Researchers at the University of Oklahoma's Center for Antibiotic Discovery and Resistance have discovered molecules that inhibit bacterial efflux pumps, thereby enhancing the effectiveness of antibiotics. The breakthrough involves a "molecular wedge" mechanism and offers a promising avenue for new treatments to combat antibiotic resistance.

The World Health Organization has identified antimicrobial resistance as a global concern because most clinical antibiotics are no longer effective against certain pathogenic bacteria. The University of Oklahoma's Center for Antibiotic Discovery and Resistance, led by Helen Zgurskaya, Ph.D., and Valentin Rybenkov, Ph.D., is working to find alternative treatment solutions.

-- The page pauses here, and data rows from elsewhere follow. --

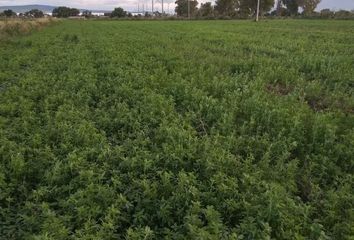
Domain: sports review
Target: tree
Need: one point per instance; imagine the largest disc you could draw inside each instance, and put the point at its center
(206, 10)
(250, 6)
(64, 12)
(9, 13)
(182, 7)
(118, 13)
(87, 14)
(327, 13)
(309, 6)
(34, 13)
(226, 7)
(292, 6)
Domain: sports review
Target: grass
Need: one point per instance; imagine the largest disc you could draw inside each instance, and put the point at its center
(178, 130)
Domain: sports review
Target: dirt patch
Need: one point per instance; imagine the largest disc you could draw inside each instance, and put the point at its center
(279, 89)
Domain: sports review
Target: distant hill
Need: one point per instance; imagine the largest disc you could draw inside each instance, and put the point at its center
(43, 8)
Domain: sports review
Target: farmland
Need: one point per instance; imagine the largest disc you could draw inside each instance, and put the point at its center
(178, 130)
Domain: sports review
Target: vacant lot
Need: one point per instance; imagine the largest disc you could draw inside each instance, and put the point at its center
(178, 130)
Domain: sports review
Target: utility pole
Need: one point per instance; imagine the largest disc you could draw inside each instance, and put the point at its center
(162, 6)
(257, 17)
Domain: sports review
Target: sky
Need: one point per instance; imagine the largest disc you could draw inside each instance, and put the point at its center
(132, 4)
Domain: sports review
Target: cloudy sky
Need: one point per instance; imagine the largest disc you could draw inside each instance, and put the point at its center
(132, 4)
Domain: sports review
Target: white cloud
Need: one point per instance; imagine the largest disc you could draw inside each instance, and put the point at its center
(132, 4)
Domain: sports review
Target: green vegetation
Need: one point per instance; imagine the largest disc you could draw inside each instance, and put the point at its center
(178, 130)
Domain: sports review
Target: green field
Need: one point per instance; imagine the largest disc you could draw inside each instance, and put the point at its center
(178, 130)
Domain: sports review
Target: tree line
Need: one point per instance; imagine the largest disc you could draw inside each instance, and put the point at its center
(221, 8)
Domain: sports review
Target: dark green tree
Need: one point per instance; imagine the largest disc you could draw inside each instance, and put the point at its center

Antibiotics work by targeting specific parts of the bacterial cell, such as the cell wall or its DNA. Bacteria can become resistant to antibiotics in a number of ways, including by developing efflux pumps (proteins located on the surface of bacterial cells). When an antibiotic enters a cell, an efflux pump pumps it out of the cell before it reaches its target, so the antibiotic never kills the bacteria.

However, researchers at the University of Oregon recently published a finding in the journal Nature Communications. Scientists have discovered a new class of molecules that inhibit efflux pumps, allowing antibiotics to work again.

These inhibitors have novel mechanisms of action that until recently remained unclear. Zgurskaya's team, working with teams at Georgia Institute of Technology and King's College London, UK, discovered that these inhibitors act as "molecular wedges" that target the region between the inner and outer membranes of cells, enhancing the bacteria's antimicrobial activity. Understanding this mechanism could facilitate the discovery of new therapies for clinical application of antibiotics.

"We are already living in a post-antibiotic era, and unless new solutions to antibiotic resistance are found in clinics, the situation will get worse. Our findings will facilitate the development of new treatments to help alleviate the looming crisis," said Zgurskaya.